What’s being bought is an enterprise machine learning company in the fastest growing space for applied AI. You don’t need to read any tea leaves to understand this.

  • Codeium has been open about this strategy quite some time.
  • When they came to talk to us at Gauntlet, they mentioned several times that they started as a ML infrastructure company before pivoting to code completion, and that’s long been an advantage.
  • When I asked about their split between product engineers and sales engineers, they wouldn’t give hard numbers but implied it was nearly a 50/50 split
  • When you look at their careers page they have roles for things like Product Strategist, Federal.

So they: talk about being enterprise focused, have the talent and knowhow to sell and deploy into enterprise, staff their org to sell and deploy into the enterprise, and strategize about how to continue to sell and deploy into enterprise.

So yes it seems fair to say that the Windsurf VS-Code-fork-backed-by-SOTA-models-client would be overvalued if that’s what was being purchased. But it seems to me like that’s not really what’s being purchased.

5/1/2025

Side-Skilling

When I was a PM at CustomInk we were growing fast, which meant hitting new bottlenecks every few months or so.

At one point our product teams were sharing UX resources, and design wasn’t able to keep up with development. Rather than slow down our team I started pushing pixels, leaning heavily on writing from Jared Spool and Steve Krug to crystalize and make explicit knowledge of what had been mostly been intuition.
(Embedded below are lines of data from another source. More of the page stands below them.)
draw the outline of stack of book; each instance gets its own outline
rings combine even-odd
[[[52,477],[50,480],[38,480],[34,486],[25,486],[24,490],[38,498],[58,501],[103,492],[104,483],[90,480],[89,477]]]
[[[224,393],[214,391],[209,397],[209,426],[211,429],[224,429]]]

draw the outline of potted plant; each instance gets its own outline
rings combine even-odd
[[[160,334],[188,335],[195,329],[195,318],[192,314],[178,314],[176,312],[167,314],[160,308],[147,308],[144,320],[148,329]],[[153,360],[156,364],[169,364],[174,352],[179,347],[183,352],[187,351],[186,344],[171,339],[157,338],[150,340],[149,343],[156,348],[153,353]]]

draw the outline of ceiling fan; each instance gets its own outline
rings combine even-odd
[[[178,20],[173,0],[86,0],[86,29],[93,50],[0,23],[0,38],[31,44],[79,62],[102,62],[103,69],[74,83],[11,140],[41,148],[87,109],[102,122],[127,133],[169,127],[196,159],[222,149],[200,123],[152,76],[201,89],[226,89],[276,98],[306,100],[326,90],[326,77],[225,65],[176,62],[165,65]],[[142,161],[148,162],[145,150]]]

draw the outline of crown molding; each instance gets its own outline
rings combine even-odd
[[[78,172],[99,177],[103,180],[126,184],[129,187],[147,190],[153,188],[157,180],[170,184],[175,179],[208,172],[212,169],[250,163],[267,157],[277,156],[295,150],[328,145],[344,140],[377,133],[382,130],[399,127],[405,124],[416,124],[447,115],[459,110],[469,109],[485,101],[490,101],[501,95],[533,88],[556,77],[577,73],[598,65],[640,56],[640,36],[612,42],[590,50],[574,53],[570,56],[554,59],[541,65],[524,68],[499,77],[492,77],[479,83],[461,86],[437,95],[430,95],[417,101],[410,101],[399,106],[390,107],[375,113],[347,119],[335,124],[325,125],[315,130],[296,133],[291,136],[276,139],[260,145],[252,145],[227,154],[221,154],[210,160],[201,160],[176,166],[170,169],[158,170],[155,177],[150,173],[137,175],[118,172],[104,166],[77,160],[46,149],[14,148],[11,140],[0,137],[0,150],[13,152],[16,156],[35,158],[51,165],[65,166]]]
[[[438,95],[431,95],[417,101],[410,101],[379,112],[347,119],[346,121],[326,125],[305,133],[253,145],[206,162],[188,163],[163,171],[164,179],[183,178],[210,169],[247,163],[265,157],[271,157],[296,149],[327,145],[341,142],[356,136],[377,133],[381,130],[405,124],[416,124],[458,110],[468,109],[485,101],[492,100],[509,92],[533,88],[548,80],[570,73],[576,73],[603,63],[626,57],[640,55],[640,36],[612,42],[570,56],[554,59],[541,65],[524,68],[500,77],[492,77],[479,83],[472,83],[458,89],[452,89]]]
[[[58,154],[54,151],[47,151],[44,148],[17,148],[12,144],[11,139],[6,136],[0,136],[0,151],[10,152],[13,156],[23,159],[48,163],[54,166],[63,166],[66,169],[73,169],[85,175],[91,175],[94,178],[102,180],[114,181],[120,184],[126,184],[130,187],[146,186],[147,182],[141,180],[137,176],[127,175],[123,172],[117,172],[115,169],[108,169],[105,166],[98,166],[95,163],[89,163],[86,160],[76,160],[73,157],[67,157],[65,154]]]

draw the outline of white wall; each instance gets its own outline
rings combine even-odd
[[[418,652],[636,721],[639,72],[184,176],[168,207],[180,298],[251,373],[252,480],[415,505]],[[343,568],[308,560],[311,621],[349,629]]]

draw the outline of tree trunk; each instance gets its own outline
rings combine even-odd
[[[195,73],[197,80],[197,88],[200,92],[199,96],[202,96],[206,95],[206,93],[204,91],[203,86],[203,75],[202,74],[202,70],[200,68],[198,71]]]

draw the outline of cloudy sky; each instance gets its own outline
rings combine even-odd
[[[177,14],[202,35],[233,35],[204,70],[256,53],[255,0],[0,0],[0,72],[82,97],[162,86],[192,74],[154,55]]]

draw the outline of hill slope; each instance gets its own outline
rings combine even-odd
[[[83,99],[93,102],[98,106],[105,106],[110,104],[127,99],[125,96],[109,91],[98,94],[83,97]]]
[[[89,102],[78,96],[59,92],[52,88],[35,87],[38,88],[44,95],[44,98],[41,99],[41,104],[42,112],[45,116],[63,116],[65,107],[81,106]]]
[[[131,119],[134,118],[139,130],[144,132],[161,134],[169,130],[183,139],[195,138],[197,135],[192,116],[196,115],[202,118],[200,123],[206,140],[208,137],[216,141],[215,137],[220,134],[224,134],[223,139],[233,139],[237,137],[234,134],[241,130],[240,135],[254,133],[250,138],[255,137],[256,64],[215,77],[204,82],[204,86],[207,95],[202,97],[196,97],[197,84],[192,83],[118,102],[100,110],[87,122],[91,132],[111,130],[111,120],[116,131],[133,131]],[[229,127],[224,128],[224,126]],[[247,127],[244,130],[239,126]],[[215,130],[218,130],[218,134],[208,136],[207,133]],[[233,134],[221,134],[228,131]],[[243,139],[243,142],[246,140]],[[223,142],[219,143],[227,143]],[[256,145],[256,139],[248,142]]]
Later, as data requests starting queuing up for weeks, I complained to my manager. He said I could probably pick up SQL in a week and grabbed a small reference book of his shelf. He was right, and our team was off to the races again.

Each sidestep kept the team moving and added a new tool to my belt. That pattern still matters, but the reasons have changed.

Side-skilling vs Up-skilling

Up-skilling digs deeper into your current lane. A frontend engineer becomes proficient at animation and motion design. An ops manager goes deep on Six Sigma. A general ledger accountant masters driver-based forecasting. Up-skilling sharpens a single blade.

Side-skilling extends outward, picking up neighbouring competencies that let you diagnose and unblock the whole system. It turns the blade into a multi-tool.

Why it matters now more than ever

LLMs can cover the first draft of almost any specialised task. What’s left is judgment: knowing which outputs to trust, which follow-ups to run, when to switch perspective. Good judgment requires a view across functions, not just down one lane.

Why it’s easier than ever

The learning curve for a new domain has collapsed. You can pair with an LLM on SQL, ask it to critique a Figma mock, or have it explain logistics KPIs, then test what it shows you. Curiosity plus a few focused sessions often gets you to “good enough to unblock the team.”

Working practice

  1. Identify the nearest constraint outside your role.
  2. Learn the minimum skill to relieve that pressure.
  3. Repeat as constraints move.

Specialisation anchors your craft; side-skilling broadens your map of the system. Both are becoming table-stakes.